What to send (and more importantly, what NOT to send):
✅ Do:
- Weekly menu (if you change it regularly)
- Exclusive offers for subscribers ("Monday and Tuesday, 20% off the daily special for subscribers")
- Special event announcements
- Frequency: 1 to 2 emails per month, maximum
❌ Don't:
- Send daily emails (you'll annoy people and lose subscribers)
- Send generic emails with no real offer ("Come visit us")
- Buy email lists (illegal and ineffective)
Free tool: Mailchimp or Brevo (formerly Sendinblue) offer free plans for up to 300–500 contacts.
6. Fill your quiet hours with strategic offers
Filling your restaurant on a Friday night is easy. Tuesday lunchtime is a different story. Quiet hours are an opportunity to bring in customers without cannibalising your peak times.
Strategies for quiet hours:
Competitive lunch menu:
- Starter + main or main + dessert for £10–12 (around $12–15)
- Focus on profitability through volume, not per-item margin
- A lunchtime customer can become an evening regular
Early bird offers:
- "Arrive before 7pm and get a complimentary aperitif"
- Or: "30% off small plates between 5:30pm and 6:30pm"
Discounted theme nights:
- "Every Tuesday, pizzas for £7" (if you serve pizza)
- Customers know they can count on a great deal that day
All-you-can-eat on a signature dish:
- Example: bottomless moules-frites on Thursday evenings
- Creates a weekly ritual and fills the dining room during quiet periods
Important: These offers should NOT devalue your brand. Communicate clearly that it's a limited-time offer or available on specific days only.
7. Make your menu accessible online (everywhere, easily)
Customers look up your menu online BEFORE they visit. If they can't find it, they go elsewhere.
What you need to have:
An up-to-date menu on your website:
- Downloadable PDF = ❌ (not mobile-friendly, hard to read on a smartphone)
- HTML page with readable text = ✅
A menu on Google Business Profile:
- You can add your menu directly to your GBP listing
- Customers can view it without even visiting your website
A QR code on your shop front:
- Passers-by can scan and see your menu instantly
- If they like what they see, they'll walk in or come back later
Photos of your dishes:
- On your website, on GBP, on social media
- Photos sell. A menu without photos is like a shop without a window display.
Tip: Use a free tool like Google Sites, Wix (free version), or even Google Docs in "publish to the web" mode to create a simple, clean menu page. No need to be a developer.
Worth noting: If you want to go further, solutions like ALaCarte let you create a digital menu accessible via QR code and optimised for local SEO — but the essential thing is to have your menu available online, whatever tool you use.
Where to start?
You're not going to do everything at once. Here's a step-by-step action plan:
This week: Optimise your Google Business Profile (2 hours of work, max)
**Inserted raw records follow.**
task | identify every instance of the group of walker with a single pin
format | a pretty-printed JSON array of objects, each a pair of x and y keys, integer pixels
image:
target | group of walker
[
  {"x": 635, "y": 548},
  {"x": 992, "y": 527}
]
This month: Set up an email collection system and reach out to 3 local businesses for a partnership
This quarter: Host your first event and launch a quiet-hours offer
Each of these actions takes time, but not money. And unlike Facebook ads that stop the moment you stop paying, these strategies keep working for you in the long run.
Free marketing isn't a myth. It's simply marketing that requires an investment of time and creativity rather than cash. And more often than not, it's even more effective.